As Joseph Kirkland grew up, he moved to Chicago, joined the Union Army during the Civil War, and worked as a lawyer. He also became a writer, publishing his first book in 1887: Zury; The Meanest Man in Spring County, subtitled "A Novel of Western Life." Though set in Illinois, the novel makes a quick jab at Michigan and the Kirkland family's inability to be financially successful there, referring specifically to "when a Massychusetts caounterfeit one dollar bill wuz worth more than a ginuyne Michigan ten!"
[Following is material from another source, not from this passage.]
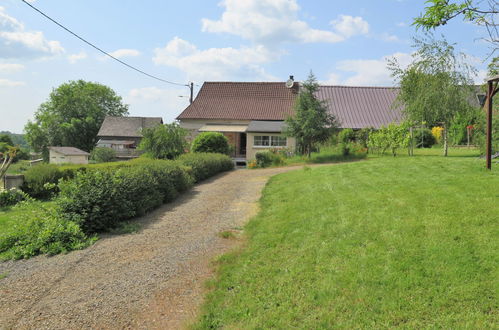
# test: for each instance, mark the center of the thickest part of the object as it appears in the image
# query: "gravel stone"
(150, 279)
The title character, Zury, certainly draws curiosity but Kirkland answers a reader's most important question in one of the book's chapters, "How the Meanest Man Got So Mean, and How Mean He Got." Much of it was the influence of his father Ephraim; the competed severely to save more money than the other. On his death bed, for example, Ephraim tells Zury he hopes to die on Thursday so that his funeral can be held on Sunday. That way, Zury doesn't have to go to mass twice and miss extra work. When Ephraim instead died on a Saturday, he held the funeral on Sunday anyway. Yet, despite his "meanness," Zury was not disliked and was noted for his honesty:
"Honest? Me? Wal, I guess so. Fustly, I wouldn't be noth'n' else, nohoaw; seck'ndly, I kin 'fford t' be, seein' 's haow it takes a full bag t' stand alone; thirdly, I can't 'fford t' be noth'n' else, coz honesty's th' best policy."
Hamlin Garland saw Kirkland's novel as the birth of a new nationalist type of literature. Zury, he said, "is completely unconventional" and had "not a trace of the old-world literature or society, — and every character is new and native."